Wednesday 7
Histories of Innovation and transformation in complex systems
Ola Tjörnbo
› 11:35 - 12:30 (55min)
› Rondelet
The Global Derivatives Market as a Social Innovation
Sean Geobey  1@  
1 : University of Waterloo

The growth of the international market in financial derivatives over the past 40 years has radically changed the governance of the global economy. Prior to the publication of the Black-Scholes options pricing model and the creation of the Chicago Board Options Exchange, both in 1973, derivatives were marginal part of the financial system. By December 2012 the global total notional amount of over-the-counter derivatives exceeded $630 trillion, about nine times the $73.1 trillion value of world domestic product in 2012. Most of these derivatives are tied to either interest rates or exchange rates, and have become the primary means of managing international currency transactions. Following the 1971 Nixon Shocks this market replaced Bretton Woods institutions and has proven remarkably resilient and has avoided being replaced by either a Bretton Woods-style centrally managed exchange system or an interwar-style system of rival currency blocs. However, the global derivatives market also highlights the ambiguous nature of many social innovations, as the political and economic resilience of this market has not necessarily translated to an increase in social-ecological resilience as well.

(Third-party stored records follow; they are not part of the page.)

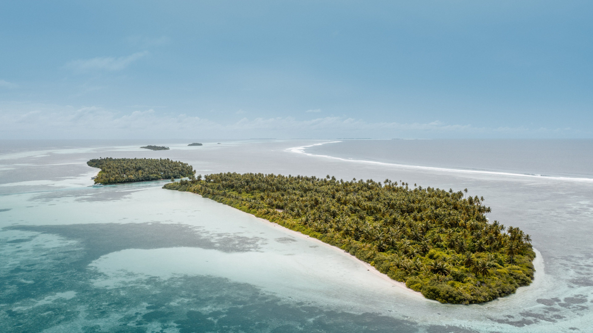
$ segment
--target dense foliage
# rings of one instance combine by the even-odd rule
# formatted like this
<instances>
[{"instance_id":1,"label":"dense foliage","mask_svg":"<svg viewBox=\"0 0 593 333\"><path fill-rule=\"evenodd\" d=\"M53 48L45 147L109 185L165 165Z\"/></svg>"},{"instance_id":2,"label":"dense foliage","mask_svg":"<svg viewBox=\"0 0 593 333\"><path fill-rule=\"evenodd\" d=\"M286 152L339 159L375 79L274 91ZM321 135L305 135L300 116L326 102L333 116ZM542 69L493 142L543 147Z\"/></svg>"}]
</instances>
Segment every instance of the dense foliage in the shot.
<instances>
[{"instance_id":1,"label":"dense foliage","mask_svg":"<svg viewBox=\"0 0 593 333\"><path fill-rule=\"evenodd\" d=\"M443 303L487 302L533 278L529 235L490 223L483 198L462 191L329 175L192 178L164 188L199 193L339 246Z\"/></svg>"},{"instance_id":2,"label":"dense foliage","mask_svg":"<svg viewBox=\"0 0 593 333\"><path fill-rule=\"evenodd\" d=\"M169 159L95 158L87 162L101 169L95 183L117 184L193 177L193 168Z\"/></svg>"},{"instance_id":3,"label":"dense foliage","mask_svg":"<svg viewBox=\"0 0 593 333\"><path fill-rule=\"evenodd\" d=\"M140 147L141 148L144 148L145 149L150 149L151 151L167 151L169 149L168 147L165 147L164 146L144 146L144 147Z\"/></svg>"}]
</instances>

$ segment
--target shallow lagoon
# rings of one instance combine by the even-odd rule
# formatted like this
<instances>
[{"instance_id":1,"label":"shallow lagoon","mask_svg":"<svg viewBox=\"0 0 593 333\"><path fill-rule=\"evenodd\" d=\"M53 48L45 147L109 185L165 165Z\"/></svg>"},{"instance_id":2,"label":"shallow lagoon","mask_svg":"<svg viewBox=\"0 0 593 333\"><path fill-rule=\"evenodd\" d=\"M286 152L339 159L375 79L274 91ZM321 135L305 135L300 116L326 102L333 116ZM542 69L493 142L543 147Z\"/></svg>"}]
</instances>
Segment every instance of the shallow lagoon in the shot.
<instances>
[{"instance_id":1,"label":"shallow lagoon","mask_svg":"<svg viewBox=\"0 0 593 333\"><path fill-rule=\"evenodd\" d=\"M593 321L592 183L415 169L288 149L313 143L173 143L167 145L170 151L142 152L126 142L99 142L2 152L0 209L9 210L0 212L0 328L587 331ZM330 145L322 147L330 152ZM339 249L199 196L162 190L162 182L87 187L97 170L84 162L105 156L173 158L201 174L329 173L467 187L486 198L490 219L532 235L541 252L538 271L531 286L509 297L441 305L394 286ZM28 179L20 176L27 174Z\"/></svg>"}]
</instances>

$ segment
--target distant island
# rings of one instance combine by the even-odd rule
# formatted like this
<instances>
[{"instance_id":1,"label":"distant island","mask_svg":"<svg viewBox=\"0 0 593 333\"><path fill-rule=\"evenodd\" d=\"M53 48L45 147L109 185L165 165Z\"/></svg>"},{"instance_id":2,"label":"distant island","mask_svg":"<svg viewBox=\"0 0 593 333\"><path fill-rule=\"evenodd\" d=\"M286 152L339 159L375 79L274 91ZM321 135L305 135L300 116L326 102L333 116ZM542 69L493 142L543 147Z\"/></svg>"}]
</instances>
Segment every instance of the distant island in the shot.
<instances>
[{"instance_id":1,"label":"distant island","mask_svg":"<svg viewBox=\"0 0 593 333\"><path fill-rule=\"evenodd\" d=\"M328 175L222 173L165 184L337 246L441 303L483 303L531 283L529 235L489 222L483 198Z\"/></svg>"},{"instance_id":2,"label":"distant island","mask_svg":"<svg viewBox=\"0 0 593 333\"><path fill-rule=\"evenodd\" d=\"M144 147L140 148L144 148L145 149L150 149L151 151L167 151L169 149L168 147L165 147L164 146L144 146Z\"/></svg>"},{"instance_id":3,"label":"distant island","mask_svg":"<svg viewBox=\"0 0 593 333\"><path fill-rule=\"evenodd\" d=\"M168 158L95 158L87 162L101 169L95 184L119 184L193 177L193 168Z\"/></svg>"}]
</instances>

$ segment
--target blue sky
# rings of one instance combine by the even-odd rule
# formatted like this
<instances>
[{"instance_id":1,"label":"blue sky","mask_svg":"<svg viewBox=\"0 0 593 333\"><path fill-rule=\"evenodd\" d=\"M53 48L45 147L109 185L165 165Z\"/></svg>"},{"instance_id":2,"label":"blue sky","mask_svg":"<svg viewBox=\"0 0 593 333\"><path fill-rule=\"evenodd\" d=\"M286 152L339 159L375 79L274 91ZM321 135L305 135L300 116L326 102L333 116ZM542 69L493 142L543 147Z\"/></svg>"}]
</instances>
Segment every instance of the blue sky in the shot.
<instances>
[{"instance_id":1,"label":"blue sky","mask_svg":"<svg viewBox=\"0 0 593 333\"><path fill-rule=\"evenodd\" d=\"M591 1L2 1L0 138L593 137Z\"/></svg>"}]
</instances>

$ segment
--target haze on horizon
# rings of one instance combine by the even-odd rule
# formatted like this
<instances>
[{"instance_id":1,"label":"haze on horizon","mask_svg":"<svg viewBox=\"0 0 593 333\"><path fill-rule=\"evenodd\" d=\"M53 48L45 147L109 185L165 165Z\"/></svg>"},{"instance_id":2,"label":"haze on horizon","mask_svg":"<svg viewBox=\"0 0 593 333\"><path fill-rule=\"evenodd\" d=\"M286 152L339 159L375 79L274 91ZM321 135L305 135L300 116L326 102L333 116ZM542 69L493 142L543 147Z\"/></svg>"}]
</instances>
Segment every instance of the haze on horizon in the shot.
<instances>
[{"instance_id":1,"label":"haze on horizon","mask_svg":"<svg viewBox=\"0 0 593 333\"><path fill-rule=\"evenodd\" d=\"M593 138L592 13L5 1L0 139Z\"/></svg>"}]
</instances>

As an example of a social innovation with a global impact the derivatives market raises a number of conceptual issues for theories of socio-technical transitions and social innovation. In particular, the notion of scale is problematic. While the global derivatives market has largely replaced the Bretton Woods system of international currency management, it did not do so by design. Instead when the Nixon Shocks caused the collapse of the Bretton Woods system there was no alternative and the fear was that the unstable pre-war system of rival currency blocs would be the most likely replacement. However, with the development of the Black-Scholes-Merton options pricing model and the advancement of information and communication technologies, the previously marginal derivatives market found a new and potent use in managing international currencies. The market started relatively small, but as it grew it coevolved ideologically with the deregulatory movement, was enabled by and provided funding to advances in computing, and was reinforced by the profitability of derivative trading. Eventually there was a shift away from governments as the key players in regulating the global derivatives system towards government regulators competing to attract actors in the derivatives industry. This flip raises interesting questions about the nature of cross-scale interactions.

This abstract is being submitted as part of the "Histories of Innovation and Transformation in Complex Systems" panel.